Dodge City celebrates 150 years (Courtesy: Dodge City Days Committee)

DODGE CITY, Kan. (KSNW) — On Monday, the day that Dodge City was celebrating its 150th anniversary, city leaders were also looking to the future as the Dodge City Commission unanimously approved the Downtown Streetscape Project.

The project’s goal is to revitalize the historic downtown area. The $13.9 million effort is expected to start this fall and take about two-and-a-half years to complete.

Designers kept in mind that the town has a rich Old West history.

The focal point of the project is a western-inspired plaza at Second Avenue and Front Street that will serve as a gathering space. A plaza street with improved traffic control for community events will be created on Second Avenue from Front Street to Gunsmoke Street.
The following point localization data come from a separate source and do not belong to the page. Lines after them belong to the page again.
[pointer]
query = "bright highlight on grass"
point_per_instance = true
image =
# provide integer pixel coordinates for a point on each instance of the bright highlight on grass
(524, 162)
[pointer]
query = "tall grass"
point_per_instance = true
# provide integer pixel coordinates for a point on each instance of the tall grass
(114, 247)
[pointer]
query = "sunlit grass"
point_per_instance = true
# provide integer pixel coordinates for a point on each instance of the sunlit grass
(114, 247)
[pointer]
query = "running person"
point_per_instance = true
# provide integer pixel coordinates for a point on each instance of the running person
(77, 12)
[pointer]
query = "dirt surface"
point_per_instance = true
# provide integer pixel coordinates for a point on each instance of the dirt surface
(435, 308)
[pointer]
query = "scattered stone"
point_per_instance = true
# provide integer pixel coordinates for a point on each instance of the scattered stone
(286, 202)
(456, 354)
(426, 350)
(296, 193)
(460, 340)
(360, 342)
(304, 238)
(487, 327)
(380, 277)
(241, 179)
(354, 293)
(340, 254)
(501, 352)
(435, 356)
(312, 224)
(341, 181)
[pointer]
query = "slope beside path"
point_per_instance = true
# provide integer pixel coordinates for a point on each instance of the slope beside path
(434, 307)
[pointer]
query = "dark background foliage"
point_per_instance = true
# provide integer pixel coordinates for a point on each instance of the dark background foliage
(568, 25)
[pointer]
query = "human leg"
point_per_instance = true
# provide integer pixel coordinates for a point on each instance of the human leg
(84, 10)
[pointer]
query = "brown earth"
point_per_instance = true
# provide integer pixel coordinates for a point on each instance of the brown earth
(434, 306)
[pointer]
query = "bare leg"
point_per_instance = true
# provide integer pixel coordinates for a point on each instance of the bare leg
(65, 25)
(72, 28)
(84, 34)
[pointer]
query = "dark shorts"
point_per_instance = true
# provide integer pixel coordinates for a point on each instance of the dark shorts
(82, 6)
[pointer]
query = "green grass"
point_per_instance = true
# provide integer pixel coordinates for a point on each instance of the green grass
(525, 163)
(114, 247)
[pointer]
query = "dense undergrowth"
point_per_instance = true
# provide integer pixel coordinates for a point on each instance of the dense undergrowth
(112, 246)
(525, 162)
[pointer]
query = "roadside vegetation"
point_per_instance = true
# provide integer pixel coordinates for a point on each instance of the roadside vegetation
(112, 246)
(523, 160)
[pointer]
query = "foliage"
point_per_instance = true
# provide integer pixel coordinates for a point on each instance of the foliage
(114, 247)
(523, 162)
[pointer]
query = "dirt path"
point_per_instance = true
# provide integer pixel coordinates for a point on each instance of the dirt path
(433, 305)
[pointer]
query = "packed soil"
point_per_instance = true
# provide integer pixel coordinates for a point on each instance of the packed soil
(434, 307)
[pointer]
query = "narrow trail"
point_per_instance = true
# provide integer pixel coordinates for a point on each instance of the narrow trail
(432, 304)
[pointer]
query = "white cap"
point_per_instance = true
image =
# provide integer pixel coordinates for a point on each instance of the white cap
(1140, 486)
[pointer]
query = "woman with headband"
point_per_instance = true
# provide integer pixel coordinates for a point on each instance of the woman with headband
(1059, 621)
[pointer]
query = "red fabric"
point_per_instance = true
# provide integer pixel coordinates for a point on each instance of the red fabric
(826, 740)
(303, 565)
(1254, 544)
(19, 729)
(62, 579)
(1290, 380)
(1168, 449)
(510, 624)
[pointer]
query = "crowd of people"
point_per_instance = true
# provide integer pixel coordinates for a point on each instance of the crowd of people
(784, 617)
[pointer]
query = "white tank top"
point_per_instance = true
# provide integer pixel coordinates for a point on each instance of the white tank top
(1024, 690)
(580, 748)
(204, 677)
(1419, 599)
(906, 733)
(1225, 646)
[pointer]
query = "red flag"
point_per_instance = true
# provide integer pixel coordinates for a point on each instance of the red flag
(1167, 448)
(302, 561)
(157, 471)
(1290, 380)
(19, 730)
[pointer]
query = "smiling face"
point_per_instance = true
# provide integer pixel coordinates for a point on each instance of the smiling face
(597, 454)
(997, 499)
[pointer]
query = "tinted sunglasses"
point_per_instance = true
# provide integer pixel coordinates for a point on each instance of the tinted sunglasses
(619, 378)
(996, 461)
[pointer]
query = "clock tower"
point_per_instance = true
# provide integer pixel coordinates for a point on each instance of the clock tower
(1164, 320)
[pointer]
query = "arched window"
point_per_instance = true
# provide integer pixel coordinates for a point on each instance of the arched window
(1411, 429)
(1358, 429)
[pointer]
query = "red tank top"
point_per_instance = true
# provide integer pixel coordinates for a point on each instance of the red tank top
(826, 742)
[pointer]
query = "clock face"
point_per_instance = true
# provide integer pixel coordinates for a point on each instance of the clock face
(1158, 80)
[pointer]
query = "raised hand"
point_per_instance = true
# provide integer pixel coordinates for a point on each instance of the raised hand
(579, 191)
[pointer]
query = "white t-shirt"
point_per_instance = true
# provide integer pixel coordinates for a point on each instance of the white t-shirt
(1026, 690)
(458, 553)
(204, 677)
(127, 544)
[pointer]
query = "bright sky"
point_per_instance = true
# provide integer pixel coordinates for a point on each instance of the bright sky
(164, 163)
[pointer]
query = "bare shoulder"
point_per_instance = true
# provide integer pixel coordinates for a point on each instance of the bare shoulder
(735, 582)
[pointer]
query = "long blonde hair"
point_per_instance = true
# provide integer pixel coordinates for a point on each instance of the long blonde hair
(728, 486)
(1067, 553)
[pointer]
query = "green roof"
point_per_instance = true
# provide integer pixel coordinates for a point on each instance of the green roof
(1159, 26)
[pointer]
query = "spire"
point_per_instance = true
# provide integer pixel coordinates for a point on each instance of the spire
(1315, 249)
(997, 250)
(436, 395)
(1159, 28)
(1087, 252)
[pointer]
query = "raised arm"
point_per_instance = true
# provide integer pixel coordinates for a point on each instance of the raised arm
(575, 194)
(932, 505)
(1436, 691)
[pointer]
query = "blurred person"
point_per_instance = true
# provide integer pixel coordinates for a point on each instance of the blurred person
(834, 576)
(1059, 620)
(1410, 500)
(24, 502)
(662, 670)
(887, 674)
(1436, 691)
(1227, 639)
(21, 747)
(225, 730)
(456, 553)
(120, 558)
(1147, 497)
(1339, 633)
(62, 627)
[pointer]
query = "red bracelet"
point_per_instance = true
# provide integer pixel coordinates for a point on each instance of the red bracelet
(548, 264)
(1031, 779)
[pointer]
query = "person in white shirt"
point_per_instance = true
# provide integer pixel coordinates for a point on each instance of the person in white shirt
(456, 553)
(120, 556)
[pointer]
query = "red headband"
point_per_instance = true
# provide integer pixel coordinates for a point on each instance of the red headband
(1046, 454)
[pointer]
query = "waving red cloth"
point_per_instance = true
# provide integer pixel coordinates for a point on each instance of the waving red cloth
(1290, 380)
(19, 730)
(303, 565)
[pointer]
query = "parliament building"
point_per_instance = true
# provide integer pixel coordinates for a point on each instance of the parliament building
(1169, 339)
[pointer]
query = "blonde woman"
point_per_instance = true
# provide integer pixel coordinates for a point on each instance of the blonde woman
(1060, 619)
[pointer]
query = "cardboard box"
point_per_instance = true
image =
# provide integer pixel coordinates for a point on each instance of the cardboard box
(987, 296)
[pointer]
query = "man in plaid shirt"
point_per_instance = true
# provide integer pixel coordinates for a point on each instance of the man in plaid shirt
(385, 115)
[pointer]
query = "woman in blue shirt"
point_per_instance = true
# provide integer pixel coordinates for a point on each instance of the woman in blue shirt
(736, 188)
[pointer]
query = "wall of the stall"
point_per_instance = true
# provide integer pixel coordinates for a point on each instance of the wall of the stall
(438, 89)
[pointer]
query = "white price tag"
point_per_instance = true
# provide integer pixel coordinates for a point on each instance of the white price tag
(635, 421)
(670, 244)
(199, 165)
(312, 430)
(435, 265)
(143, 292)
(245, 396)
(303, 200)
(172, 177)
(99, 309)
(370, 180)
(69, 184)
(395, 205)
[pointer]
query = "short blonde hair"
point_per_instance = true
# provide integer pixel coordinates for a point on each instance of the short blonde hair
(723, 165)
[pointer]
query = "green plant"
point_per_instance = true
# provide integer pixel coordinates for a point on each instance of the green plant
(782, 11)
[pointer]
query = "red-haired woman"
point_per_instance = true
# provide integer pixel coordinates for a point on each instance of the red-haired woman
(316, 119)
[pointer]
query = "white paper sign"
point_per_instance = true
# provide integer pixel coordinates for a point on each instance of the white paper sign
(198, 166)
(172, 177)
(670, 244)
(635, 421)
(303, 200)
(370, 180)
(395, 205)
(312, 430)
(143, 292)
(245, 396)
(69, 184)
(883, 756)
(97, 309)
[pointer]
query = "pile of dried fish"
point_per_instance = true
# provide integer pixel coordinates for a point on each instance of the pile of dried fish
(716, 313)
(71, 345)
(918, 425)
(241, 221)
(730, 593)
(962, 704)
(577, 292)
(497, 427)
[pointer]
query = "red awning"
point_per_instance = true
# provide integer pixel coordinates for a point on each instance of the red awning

Other improvements include updating utility services, landscaping, lighting, new sidewalks, and reconstructing streets with raised intersections to create safe, slow-speed crossings for pedestrians.

There will also be a new walking/bicycle trail from Third Avenue to Central Avenue.

The City got input from the community and downtown business owners before approving the plan.

“Strengthening and revitalizing our downtown were two objectives supported strongly by our citizens in our Dodge City 2030, Comprehensive Plan,” City Manager Nick Hernandez. “This project goes a long way towards accomplishing both of those objectives.”

Building Solutions, LLC, was selected as the construction manager at risk and prime contractor. The design team for the project was TranSystems and LK Architecture.

“The revitalization of Dodge City’s historic downtown is an essential part of the Dodge City STAR (Sales Tax And Revenue) Bond project,” said Mayor Kent Smoll. “The 50-year-old streetscape and the 100-plus-year-old brick streets and utilities are well beyond their useful life, and it shows. Downtown has been a regional and international draw, and the recent expansion of the Boot Hill Museum has increased the influx of visitors to our community. In its current condition, our historic downtown is hampering economic development and failing to meet the expectations of our visitors and citizens alike.”

The money for the project comes from STAR Bonds, a Kansas Department of Transportation (KDOT) Cost Share Grant, American Rescue Plan Act (ARPA) funds, and debt issuance by the City of Dodge City.